Make lrate rule more symmetric

2025-12-11 06:55:27 +00:00 · 2022-04-10 13:25:40 +08:00 · 2022-04-10 13:25:40 +08:00 · da50525ca5
commit da50525ca5
parent 4d41ee0caa
1 changed files with 8 additions and 9 deletions
--- a/egs/librispeech/ASR/pruned_transducer_stateless2/train.py
+++ b/egs/librispeech/ASR/pruned_transducer_stateless2/train.py
@ -148,22 +148,22 @@ def get_parser():
        "--initial-lr",
        type=float,
        default=0.003,
-        help="The initial learning rate",
+        help="The initial learning rate.  This value should not need to be changed.",
    )
    parser.add_argument(
-        "--lr-begin-steps",
+        "--lr-steps",
        type=float,
        default=5000,
-        help="Number of steps that affects how rapidly the learning rate initially decreases"
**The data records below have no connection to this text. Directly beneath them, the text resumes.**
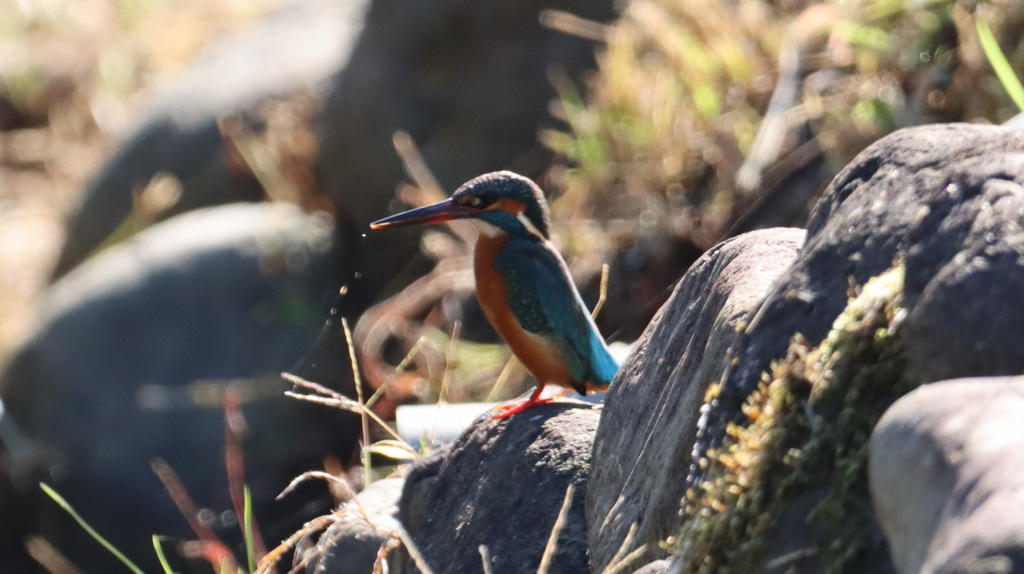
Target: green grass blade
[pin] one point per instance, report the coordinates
(85, 526)
(160, 555)
(999, 63)
(249, 530)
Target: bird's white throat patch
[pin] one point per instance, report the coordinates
(484, 228)
(529, 225)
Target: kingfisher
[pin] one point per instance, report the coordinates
(523, 284)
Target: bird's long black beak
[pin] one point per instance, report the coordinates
(436, 213)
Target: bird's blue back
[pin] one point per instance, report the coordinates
(543, 298)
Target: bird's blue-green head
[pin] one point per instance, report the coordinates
(502, 202)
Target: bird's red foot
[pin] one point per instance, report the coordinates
(506, 410)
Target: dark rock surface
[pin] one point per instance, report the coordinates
(134, 352)
(297, 48)
(643, 443)
(928, 194)
(945, 471)
(502, 485)
(361, 527)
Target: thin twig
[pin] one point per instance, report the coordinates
(335, 400)
(414, 553)
(368, 474)
(604, 292)
(485, 557)
(626, 561)
(397, 369)
(549, 550)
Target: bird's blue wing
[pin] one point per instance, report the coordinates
(546, 302)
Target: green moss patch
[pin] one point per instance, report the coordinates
(806, 429)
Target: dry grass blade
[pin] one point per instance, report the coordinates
(614, 563)
(393, 449)
(267, 563)
(321, 475)
(556, 530)
(344, 403)
(368, 475)
(573, 26)
(397, 369)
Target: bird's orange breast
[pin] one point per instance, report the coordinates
(540, 355)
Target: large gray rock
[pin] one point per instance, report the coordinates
(945, 471)
(925, 194)
(133, 354)
(469, 81)
(502, 485)
(946, 201)
(642, 447)
(295, 49)
(359, 530)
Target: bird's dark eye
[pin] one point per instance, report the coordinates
(488, 197)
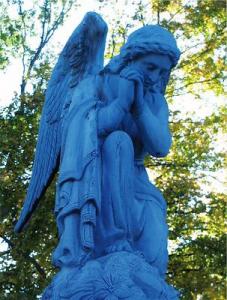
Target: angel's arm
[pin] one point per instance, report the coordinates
(152, 123)
(111, 115)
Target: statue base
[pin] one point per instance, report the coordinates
(119, 275)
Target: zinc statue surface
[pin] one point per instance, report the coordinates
(98, 123)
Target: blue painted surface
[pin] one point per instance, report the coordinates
(98, 124)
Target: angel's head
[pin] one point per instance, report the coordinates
(152, 50)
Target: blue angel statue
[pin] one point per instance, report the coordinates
(98, 123)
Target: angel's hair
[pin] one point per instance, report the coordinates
(146, 40)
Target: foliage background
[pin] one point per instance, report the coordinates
(191, 176)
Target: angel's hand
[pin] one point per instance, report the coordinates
(134, 75)
(126, 93)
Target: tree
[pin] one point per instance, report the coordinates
(195, 211)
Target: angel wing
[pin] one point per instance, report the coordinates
(82, 55)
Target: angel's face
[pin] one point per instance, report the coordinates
(153, 67)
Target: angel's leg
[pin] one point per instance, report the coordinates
(117, 191)
(69, 251)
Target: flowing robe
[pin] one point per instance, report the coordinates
(109, 191)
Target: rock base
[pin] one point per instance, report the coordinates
(120, 275)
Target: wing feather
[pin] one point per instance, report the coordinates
(81, 56)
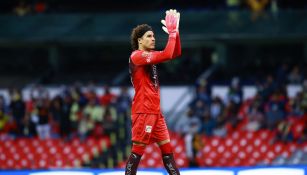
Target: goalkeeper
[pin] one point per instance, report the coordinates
(148, 123)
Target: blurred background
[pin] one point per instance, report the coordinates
(237, 96)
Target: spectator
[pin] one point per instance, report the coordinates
(284, 133)
(295, 76)
(257, 7)
(235, 93)
(22, 8)
(17, 108)
(208, 124)
(42, 111)
(255, 115)
(275, 110)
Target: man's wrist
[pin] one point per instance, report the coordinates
(172, 34)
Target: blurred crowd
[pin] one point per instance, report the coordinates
(75, 112)
(22, 7)
(80, 112)
(270, 108)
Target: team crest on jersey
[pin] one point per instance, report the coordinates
(148, 56)
(148, 128)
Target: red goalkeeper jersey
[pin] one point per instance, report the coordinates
(144, 76)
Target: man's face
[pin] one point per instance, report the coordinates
(147, 42)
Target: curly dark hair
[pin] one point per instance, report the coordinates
(138, 32)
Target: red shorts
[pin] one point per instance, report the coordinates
(149, 128)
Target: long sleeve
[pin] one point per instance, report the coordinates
(155, 57)
(177, 51)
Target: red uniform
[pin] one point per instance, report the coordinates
(148, 124)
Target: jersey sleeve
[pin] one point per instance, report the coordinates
(155, 57)
(177, 51)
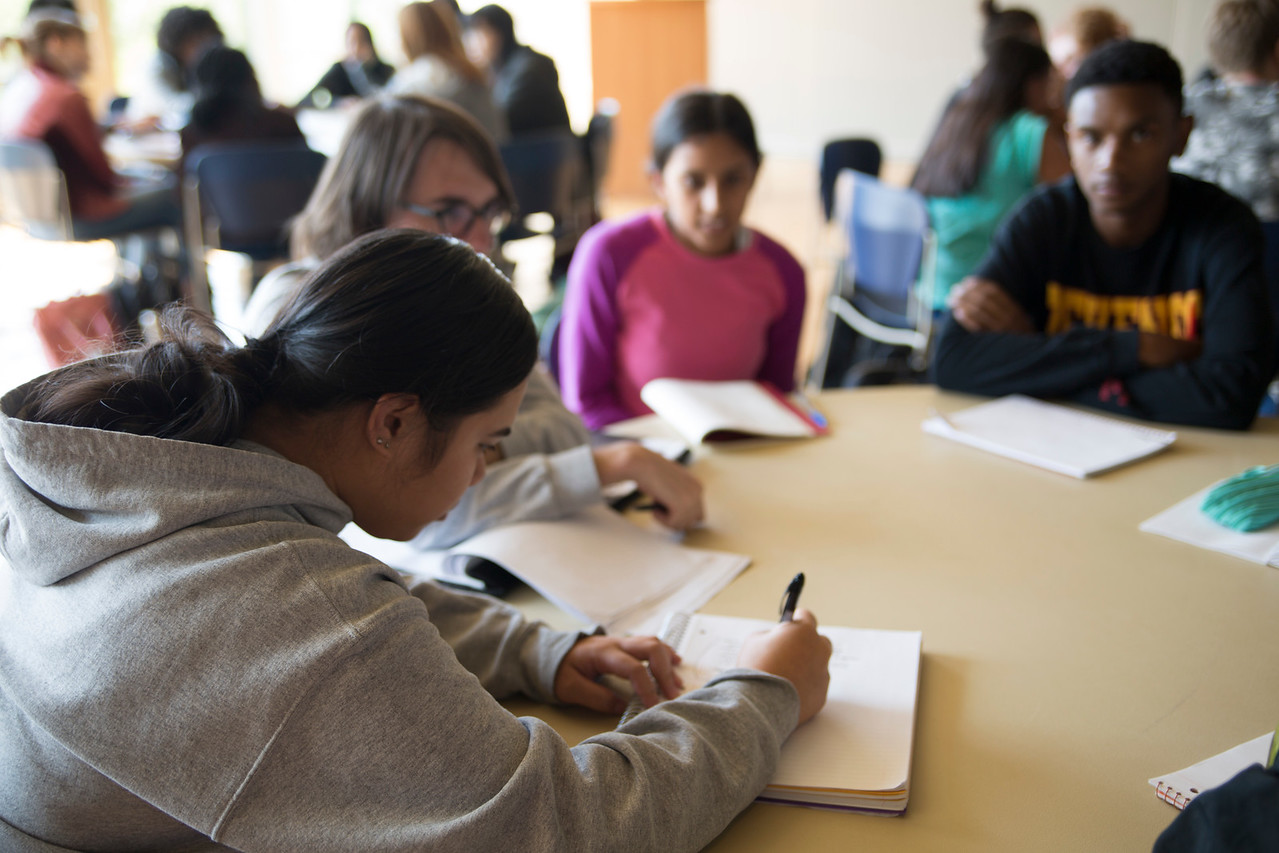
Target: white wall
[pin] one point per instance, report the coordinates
(883, 69)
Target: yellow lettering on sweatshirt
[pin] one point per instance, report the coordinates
(1177, 315)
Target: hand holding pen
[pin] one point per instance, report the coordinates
(794, 651)
(675, 494)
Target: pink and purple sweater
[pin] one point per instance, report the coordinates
(641, 306)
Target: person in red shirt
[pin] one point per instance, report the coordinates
(45, 104)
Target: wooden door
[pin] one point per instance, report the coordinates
(641, 51)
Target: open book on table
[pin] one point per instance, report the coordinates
(856, 753)
(1080, 444)
(595, 565)
(736, 409)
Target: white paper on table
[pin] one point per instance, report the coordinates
(1186, 522)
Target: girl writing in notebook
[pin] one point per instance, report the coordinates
(409, 161)
(682, 290)
(193, 659)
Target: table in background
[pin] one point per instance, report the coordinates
(1067, 656)
(160, 148)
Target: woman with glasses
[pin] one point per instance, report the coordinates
(409, 161)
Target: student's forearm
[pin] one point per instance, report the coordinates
(1036, 365)
(1220, 393)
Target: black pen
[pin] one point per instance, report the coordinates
(792, 597)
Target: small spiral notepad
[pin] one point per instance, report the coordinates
(1183, 785)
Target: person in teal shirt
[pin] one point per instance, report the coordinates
(999, 138)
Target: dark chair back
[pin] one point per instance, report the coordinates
(542, 170)
(860, 155)
(33, 191)
(599, 143)
(250, 191)
(1270, 230)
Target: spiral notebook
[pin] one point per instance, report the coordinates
(1183, 785)
(856, 753)
(1051, 436)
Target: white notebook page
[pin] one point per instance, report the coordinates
(697, 408)
(862, 738)
(1051, 436)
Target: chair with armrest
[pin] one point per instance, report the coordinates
(884, 280)
(239, 197)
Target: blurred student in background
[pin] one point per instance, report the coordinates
(44, 102)
(229, 106)
(995, 142)
(525, 83)
(163, 97)
(684, 289)
(422, 164)
(439, 65)
(360, 74)
(1008, 23)
(1236, 137)
(1081, 33)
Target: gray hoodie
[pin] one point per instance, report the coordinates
(191, 659)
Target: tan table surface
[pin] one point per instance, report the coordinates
(1067, 656)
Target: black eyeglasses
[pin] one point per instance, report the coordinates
(457, 218)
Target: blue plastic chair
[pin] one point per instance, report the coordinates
(884, 281)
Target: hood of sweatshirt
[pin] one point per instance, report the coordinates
(73, 496)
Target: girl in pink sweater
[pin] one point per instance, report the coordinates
(684, 289)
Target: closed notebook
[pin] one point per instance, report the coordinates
(856, 753)
(1051, 436)
(1183, 785)
(721, 411)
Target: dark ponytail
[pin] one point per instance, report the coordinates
(394, 312)
(698, 113)
(956, 156)
(191, 385)
(1008, 23)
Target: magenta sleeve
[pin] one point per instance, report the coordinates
(587, 333)
(779, 362)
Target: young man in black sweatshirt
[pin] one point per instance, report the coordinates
(1126, 287)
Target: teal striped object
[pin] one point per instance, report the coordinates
(1247, 501)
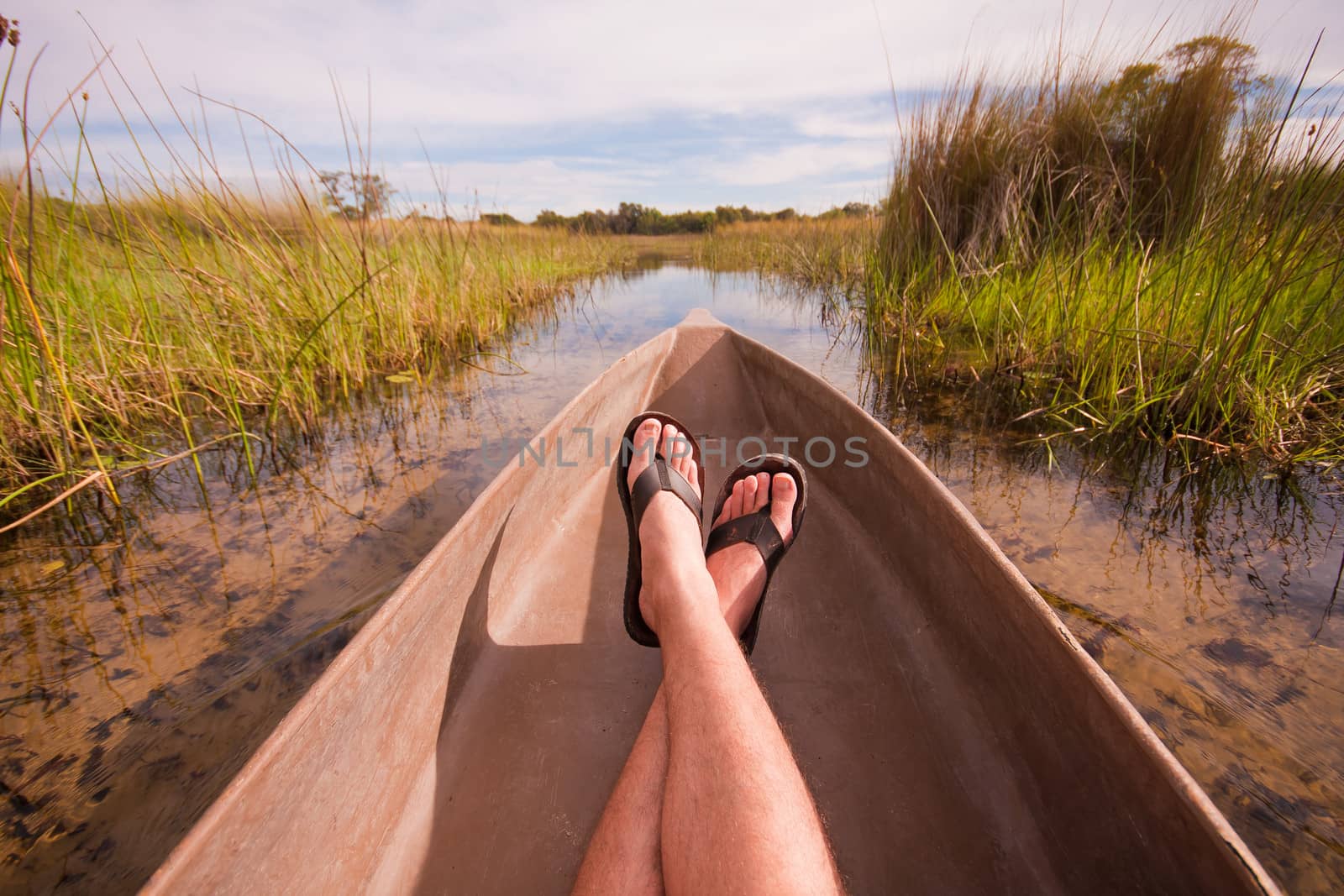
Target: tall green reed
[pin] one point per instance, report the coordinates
(1153, 254)
(165, 302)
+        help="""Number of steps that affects how rapidly the learning rate decreases.
        We suggest not to change this."""
    )
    parser.add_argument(
        "--lr-epochs",
        type=float,
-        default=-1,
+        default=6,
-        help="""Number of epochs for purposes of the learning-rate schedule;
+        help="""Number of epochs that affects how rapidly the learning rate decreases.
        if -1, will be set the same as --num-epochs
        """
    )
@ -788,11 +788,10 @@ def run(rank, world_size, args):
    # in `for epoch in range(params.start_epoch, params.num_epochs):`.  Set it to 0
    # here to avoid crash in constructor.
    epoch = 0
    lr_epochs = params.lr_epochs if params.lr_epochs > 0 else params.num_epochs
    scheduler = torch.optim.lr_scheduler.LambdaLR(
        optimizer,
-        lambda step: (((step**2 + params.lr_begin_steps**2) / params.lr_begin_steps**2) ** -0.25 *
+        lambda step: (((step**2 + params.lr_steps**2) / params.lr_steps**2) ** -0.25 *
-                      ((epoch + lr_epochs) / lr_epochs) ** -0.5))
+                      (((epoch**2 + params.lr_epochs**2) / params.lr_epochs**2) ** -0.25))
    if checkpoints and "optimizer" in checkpoints: